I pretty much wanted to read this the first time I saw the description. Sometimes, for reasons I really can’t say, a combination of title and cover and description pull me in so hard. And this was one of those. Anyways, soon after I decided that I’d be definitely reading this, I saw that @words.between.worlds had chosen it as their May book and I pretty much took that as a sign that I needed to read it right now. I’m so glad I did.
“Desire is desire… Desire had no right. No wrong. It simply was…”
Niru lives in Washington D.C. with his parents, Nigerian immigrants, in a nice house in a well-to-do neighborhood, attending a prestigious private school, preparing to graduate and attend Harvard (pre-med) in the fall. Things are pretty much perfect…outwardly. However, Niru has a major secret: he’s gay. And when he finally admits it out loud, things start to fall apart for him. His relationship with his best friend, Meredith, starts to crumble, and when his conservative, religious parents find out, the consequences are devastating and far-reaching. And while this would be difficult enough for anyone, neither Niru nor Meredith, nor their families, realize that a greater tragedy, even more senseless, is yet to come. And it will permanently affect them all.
This book. What a gentle telling of a gutting story. I seriously am having trouble processing the depths of this piece. Although short, it packs one of the largest punches of any book I’ve read recently (on par with Girls Burn Brighter). Let me start with the writing, because that will be a little easier to talk about. The book is told from two perspectives, a sort of before and after, split between Niru and Meredith. Both have the same feel in the writing, a sort of stream of consciousness, not bound by normal structural and grammatical rule constraints. It’s sometimes a little harder to follow than “normal” writing, but is absolutely worth it because it’s the perfect style for this sort of story, told from the minds of two adolescents/young adults. The format allows for one of the most authentic voices I’ve read in a long time, showcasing the vulnerability inside both, exemplifying that past the heartbreak of events themselves, the inner effects on each youth are where the sorrow of the story really shines through.
As for the story itself – it’s really something special. These two perspectives, within this particular plot, are something completely unique. I mean, the general themes are some that I have seen before, of course, but the combination of them in this way is new and refreshing (in a wrenching, shattering sort of way). It’s the worst and saddest case scenarios happening in circles and within families where that sort of thing “only happens to other people.” I was fascinated, in the “can’t look away from a trainwreck” way, by how these two families handled their separate parts in the books events…and the ways that impacted and changed their children.
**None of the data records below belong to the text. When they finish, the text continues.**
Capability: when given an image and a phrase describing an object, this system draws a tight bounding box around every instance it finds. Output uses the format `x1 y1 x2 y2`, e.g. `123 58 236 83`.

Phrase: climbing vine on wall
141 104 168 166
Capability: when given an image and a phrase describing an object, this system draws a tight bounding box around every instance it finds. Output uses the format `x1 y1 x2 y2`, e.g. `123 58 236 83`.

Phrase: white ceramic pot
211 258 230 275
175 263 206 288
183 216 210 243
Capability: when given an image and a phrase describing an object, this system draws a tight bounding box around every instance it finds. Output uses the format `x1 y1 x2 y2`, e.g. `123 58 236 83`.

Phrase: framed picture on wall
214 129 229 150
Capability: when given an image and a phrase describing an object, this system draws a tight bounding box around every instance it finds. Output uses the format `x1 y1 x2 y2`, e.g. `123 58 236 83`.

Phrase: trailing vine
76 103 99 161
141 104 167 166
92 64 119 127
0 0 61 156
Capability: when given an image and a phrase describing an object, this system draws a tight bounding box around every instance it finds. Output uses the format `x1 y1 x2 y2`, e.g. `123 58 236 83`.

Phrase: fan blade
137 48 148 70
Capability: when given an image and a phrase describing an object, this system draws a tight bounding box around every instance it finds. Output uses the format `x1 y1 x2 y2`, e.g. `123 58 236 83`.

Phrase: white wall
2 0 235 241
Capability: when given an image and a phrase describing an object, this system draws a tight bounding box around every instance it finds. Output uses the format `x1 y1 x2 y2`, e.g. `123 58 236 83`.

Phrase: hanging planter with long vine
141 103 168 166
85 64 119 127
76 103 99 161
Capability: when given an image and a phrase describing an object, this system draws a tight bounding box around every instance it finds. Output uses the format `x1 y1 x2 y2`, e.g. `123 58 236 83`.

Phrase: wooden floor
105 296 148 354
In addition to these parental ambitions/children’s attempts to meet expectations themes, this book also touched on religious and cultural identity/ideology, sexuality, racism and police violence, general image and “keep up with the Jones’,” the feeling of invincibility in adolescents (until they lose it), mental and emotional trauma, what is worth fighting for, what should stay hidden (image-wise), inter-generational changes, self-acceptance and searching for who you are, loss, guilt (so much guilt), and love (especially perceived conditional and unrequited). It’s literally a grab-bag of intense and heavy themes, all flawlessly woven together into one of the shortest books I’ve read this year (maybe ever). I don’t want to go into too much detail on these points, because I want to avoid spoilers for you, but seriously, it must have taken so much time and effort to craft this complex story into such a fine telling.
Honestly, this whole thing broke both my head and my heart. I had to take breaks in reading a couple times, and I can’t even tell you how hard it was to try and get words down on paper for this review. But at the same time, I am so glad that I picked this up. This is a novel for the reality of the modern day: staggering and visceral in its’ insights, gorgeously and poetically told, and powerful in its messages.
Let me share some quotes from this work of art:
“I don’t fight battles I can’t win…It makes life less difficult.”
“Focus. On what – straight ahead to his face? But those lips. Say a prayer to slow this fast-beating heart? But his strong, delicate hands. To wet this dry mouth? But the soft slope of his nose. For deliverance?”
“There is no one to speak to about my headache and my stomachache when I leave by bedroom and encounter this beautiful prison that my parents have built, when I see pictures of me on the walls and side tables that bear no resemblance to the me they cannot see.”
“I feel like a start caught in the gravitational pull of a black hole, unraveling, spinning under the control of some unseen force, torn into streams of fire forever spiraling, never to be put together again.”
“On the bad days, there is no color. I know there are colors. I can see the colors, but the world looks gray. The sounds are muffled by a crackling web of static that sits behind my eyes and buzzes in my ears.”
“…our father lives somewhere between the self-satisfaction that his success has made us soft and disgust that we are unacquainted with the brutal intensity of a world that he has effectively tamed for us.”
“It hurts even if nature always wins in the end. It hurts because loving someone is very often against your will at first and there is no amount of will that can change the situation before me. I have tried.”